The game doesn't allow the player to try out abilities and classes before declaring them, but it does provide a fairly detailed UI highlighting some of the abilities and gameplay style of each class.
This is useful because it allows the player to not worry about advanced gameplay concepts too early in the game, but I imagine it also saved a lot of implementation time when it came to creating gear and missions: There's no need for any specific class-based drops at very low levels, because those classes don't exist yet.
Expanding on these conceptsThe ideal game, in terms of allowing players to make informed decisions, would push all important decisions as late as possible. Every player would start the game without a class, and as a neutral faction. After learning the basics of the game, and some amount of fiction, players would be able to begin trying out some powers and eventually settle on an archetype.

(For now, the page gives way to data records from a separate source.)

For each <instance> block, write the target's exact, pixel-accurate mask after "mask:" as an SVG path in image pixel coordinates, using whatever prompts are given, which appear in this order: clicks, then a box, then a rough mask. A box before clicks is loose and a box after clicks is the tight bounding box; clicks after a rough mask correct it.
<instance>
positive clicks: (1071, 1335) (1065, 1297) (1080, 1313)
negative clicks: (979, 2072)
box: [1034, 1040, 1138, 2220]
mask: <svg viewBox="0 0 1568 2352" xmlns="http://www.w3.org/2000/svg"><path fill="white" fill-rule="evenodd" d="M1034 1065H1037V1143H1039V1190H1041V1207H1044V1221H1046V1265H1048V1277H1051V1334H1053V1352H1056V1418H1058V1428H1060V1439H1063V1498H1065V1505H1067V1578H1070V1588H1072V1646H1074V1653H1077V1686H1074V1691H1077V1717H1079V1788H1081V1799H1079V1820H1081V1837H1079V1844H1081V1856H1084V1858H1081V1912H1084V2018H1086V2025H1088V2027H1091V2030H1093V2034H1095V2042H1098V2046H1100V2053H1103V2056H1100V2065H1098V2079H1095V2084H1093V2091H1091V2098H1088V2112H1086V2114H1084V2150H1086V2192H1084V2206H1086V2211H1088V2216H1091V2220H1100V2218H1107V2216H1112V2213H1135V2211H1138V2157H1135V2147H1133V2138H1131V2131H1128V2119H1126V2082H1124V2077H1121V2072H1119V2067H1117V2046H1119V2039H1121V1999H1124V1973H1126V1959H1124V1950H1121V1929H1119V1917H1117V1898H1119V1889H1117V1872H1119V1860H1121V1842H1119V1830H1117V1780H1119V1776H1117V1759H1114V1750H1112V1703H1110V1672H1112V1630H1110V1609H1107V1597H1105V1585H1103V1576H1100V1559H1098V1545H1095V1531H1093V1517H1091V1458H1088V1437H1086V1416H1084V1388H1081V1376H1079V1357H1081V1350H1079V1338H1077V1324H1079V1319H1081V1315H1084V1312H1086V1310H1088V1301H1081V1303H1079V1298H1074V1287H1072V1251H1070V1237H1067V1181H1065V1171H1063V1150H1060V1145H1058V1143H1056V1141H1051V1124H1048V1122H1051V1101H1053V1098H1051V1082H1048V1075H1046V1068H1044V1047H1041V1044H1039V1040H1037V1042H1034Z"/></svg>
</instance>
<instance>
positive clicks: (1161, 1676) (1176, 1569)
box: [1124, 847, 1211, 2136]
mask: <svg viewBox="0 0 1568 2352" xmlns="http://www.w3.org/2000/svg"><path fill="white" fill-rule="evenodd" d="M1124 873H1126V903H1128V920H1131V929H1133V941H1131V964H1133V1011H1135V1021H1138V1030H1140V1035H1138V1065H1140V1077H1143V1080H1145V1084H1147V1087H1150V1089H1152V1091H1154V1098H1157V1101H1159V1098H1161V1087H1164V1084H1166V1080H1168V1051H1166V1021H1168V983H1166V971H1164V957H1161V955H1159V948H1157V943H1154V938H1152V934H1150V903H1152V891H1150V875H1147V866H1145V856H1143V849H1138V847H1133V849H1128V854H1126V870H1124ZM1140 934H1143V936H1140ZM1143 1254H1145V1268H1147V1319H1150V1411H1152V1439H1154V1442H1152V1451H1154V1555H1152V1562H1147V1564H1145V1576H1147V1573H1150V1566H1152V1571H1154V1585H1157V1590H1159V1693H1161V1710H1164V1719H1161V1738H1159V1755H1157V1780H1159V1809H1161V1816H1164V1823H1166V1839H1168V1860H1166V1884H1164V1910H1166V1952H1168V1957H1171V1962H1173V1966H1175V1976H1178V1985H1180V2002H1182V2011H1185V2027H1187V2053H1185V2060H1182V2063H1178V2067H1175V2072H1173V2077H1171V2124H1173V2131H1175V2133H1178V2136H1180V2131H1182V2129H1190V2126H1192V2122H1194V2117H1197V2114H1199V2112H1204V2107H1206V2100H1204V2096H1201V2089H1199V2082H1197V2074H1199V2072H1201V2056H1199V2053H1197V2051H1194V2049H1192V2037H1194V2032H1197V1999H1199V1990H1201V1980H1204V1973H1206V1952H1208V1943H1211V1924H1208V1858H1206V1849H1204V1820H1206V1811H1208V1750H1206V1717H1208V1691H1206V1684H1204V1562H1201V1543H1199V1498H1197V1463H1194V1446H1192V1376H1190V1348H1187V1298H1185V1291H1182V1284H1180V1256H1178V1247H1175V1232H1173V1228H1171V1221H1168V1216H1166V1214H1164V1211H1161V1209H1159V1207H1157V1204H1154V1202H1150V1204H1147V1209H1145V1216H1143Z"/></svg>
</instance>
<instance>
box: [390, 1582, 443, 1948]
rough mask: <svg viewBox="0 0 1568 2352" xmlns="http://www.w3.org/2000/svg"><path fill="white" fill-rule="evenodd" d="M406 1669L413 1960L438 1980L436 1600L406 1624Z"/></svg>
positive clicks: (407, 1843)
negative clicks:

Only once the player understood the game and their class would it become necessary to make players choose a faction and begin thinking about PvP. Players would weigh out their options, see what factions their friends were going to choose, and make an educated decision they would be much less likely to regret.
It wouldn't be difficult to come up with fiction and narrative that supported the idea of one group fracturing into two factions. Huxley would be a good candidate for this sort of treatment, with its two factions of humans and mutated humans.
A Star Wars game would also be an ideal candidate for this sort of thing: discovering Force sensitivity and declaring allegiance to the Light or Dark side is a big part of that fiction.